Buytendijk was als lid van de Nederlandse Hervormde Kerk weinig actief geweest, maar in de tijd dat hij aan de Vrije Universiteit werd benoemd, werd hij streng protestant. Hij zou het meer dan tien jaar blijven. Mede onder invloed van de kwestie rond de predikant J.G. Geelkerken, die in 1926 door de Synode van de Gereformeerde Kerken uit zijn ambt werd gezet wegens zijn uitlating over de historiciteit van de bijbel, gaf Buytendijk, intussen hoogleraar in Groningen geworden, de gereformeerde geloofsovertuiging weer op.
Toen hij in 1925 naar Groningen verhuisd was, had hij het contact met Amsterdam allerminst verbroken. Wekelijks op vrijdag reisde hij daarheen om zijn lessen aan het Mensendieck Instituut en de Academie voor Lichamelijke Opvoeding voort te zetten. Hij had belangstelling voor de sportgeneeskunde. Ook de beweging voor de verspreiding van de pedagogische beginselen van Maria Montessori had in hem een warm voorstander gevonden. Mede in verband met deze betrokkenheid bij de lichamelijke en persoonlijke vorming, ontwierp hij een leer van de menselijke houding en beweging, die hij paarde aan een filosofie van de persoonlijkheidsvorming, gebaseerd op de - ook door Romano Guardini geïnspireerde - idee van de onbevangenheid. De houding en beweging van zijn pyknische gestalte waren als die van een officier, rechtop en gedecideerd. Zijn lijfspreuk was 'Ziet de leliën des velds...' (Matt. 6 : 28, Luc. 12 : 27).

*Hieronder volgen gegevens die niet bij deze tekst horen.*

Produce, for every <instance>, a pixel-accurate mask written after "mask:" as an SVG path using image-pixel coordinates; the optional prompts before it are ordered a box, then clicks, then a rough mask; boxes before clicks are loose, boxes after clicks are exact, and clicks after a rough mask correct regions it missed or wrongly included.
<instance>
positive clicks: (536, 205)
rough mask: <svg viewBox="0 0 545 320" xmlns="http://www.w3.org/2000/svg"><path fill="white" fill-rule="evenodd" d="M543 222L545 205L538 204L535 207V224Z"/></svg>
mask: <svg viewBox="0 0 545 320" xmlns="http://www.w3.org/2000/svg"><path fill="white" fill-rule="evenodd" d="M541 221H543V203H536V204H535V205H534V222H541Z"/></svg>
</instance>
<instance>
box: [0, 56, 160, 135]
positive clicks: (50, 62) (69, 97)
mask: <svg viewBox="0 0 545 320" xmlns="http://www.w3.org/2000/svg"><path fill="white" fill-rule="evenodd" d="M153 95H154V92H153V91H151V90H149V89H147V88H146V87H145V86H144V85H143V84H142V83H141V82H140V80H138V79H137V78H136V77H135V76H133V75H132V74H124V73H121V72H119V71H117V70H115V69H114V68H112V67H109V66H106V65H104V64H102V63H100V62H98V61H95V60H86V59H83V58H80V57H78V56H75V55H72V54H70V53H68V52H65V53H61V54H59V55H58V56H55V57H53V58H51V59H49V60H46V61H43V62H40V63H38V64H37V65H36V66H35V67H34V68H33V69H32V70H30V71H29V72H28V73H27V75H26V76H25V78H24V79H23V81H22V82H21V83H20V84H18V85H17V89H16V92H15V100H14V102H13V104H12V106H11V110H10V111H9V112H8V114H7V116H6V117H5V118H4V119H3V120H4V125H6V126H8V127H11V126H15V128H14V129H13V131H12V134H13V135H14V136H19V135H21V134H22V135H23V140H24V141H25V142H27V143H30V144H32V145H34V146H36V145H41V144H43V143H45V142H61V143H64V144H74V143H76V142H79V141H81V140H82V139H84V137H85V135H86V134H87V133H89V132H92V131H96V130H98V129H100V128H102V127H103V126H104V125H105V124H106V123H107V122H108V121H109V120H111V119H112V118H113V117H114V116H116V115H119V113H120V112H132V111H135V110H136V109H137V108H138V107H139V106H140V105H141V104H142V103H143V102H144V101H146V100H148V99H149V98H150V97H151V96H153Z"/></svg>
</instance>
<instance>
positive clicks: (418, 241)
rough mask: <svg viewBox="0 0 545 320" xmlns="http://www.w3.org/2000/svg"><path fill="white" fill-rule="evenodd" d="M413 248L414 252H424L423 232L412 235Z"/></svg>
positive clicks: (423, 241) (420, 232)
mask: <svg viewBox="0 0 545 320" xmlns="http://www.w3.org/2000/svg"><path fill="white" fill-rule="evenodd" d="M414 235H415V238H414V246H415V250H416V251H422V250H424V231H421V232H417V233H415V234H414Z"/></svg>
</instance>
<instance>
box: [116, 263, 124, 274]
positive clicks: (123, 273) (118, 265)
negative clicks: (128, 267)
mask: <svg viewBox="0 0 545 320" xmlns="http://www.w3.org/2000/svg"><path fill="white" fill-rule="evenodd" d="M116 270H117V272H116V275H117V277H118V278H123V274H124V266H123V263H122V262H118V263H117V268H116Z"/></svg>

Buytendijks belangstelling voor het katholicisme kan misschien al worden getraceerd tot het tijdstip waarop zijn geliefde leermeester, de fysioloog Th. Place, hem als jong student Augustinus' Belijdenissen te lezen gaf. Zij dateert, volgens eigen getuigenis, in elk geval uit de tijd, in de jaren '20, waarin hij Scheler, Jacques Maritain, Guardini en V.E. von Gebsattel leerde kennen. Ook zijn latere jarenlange vriendschap met Anton van Duinkerken - vooral in de periode waarin welke zij beiden, Van Duinkerken als redacteur en Buytendijk sinds 1936 als medewerker, bij het R.K. dagblad De Tijd betrokken waren - heeft wellicht tot zijn bekering bijgedragen. Van Duinkerkens vrouw fungeerde als doopmoeder, toen hij in 1937 katholiek werd gedoopt: 'sub conditione', omdat hij al in de Nederlandse Hervormde Kerk gedoopt was. Hij was in hetzelfde jaar al eerder lid van de toen juist geopende Pauselijke Academie van Wetenschappen geworden. Hij onderhield hartelijke betrekkingen met verschillende docenten van het Hoger Instituut voor Wijsbegeerte, centrum van neothomistische en fenomenologische filosofie te Leuven.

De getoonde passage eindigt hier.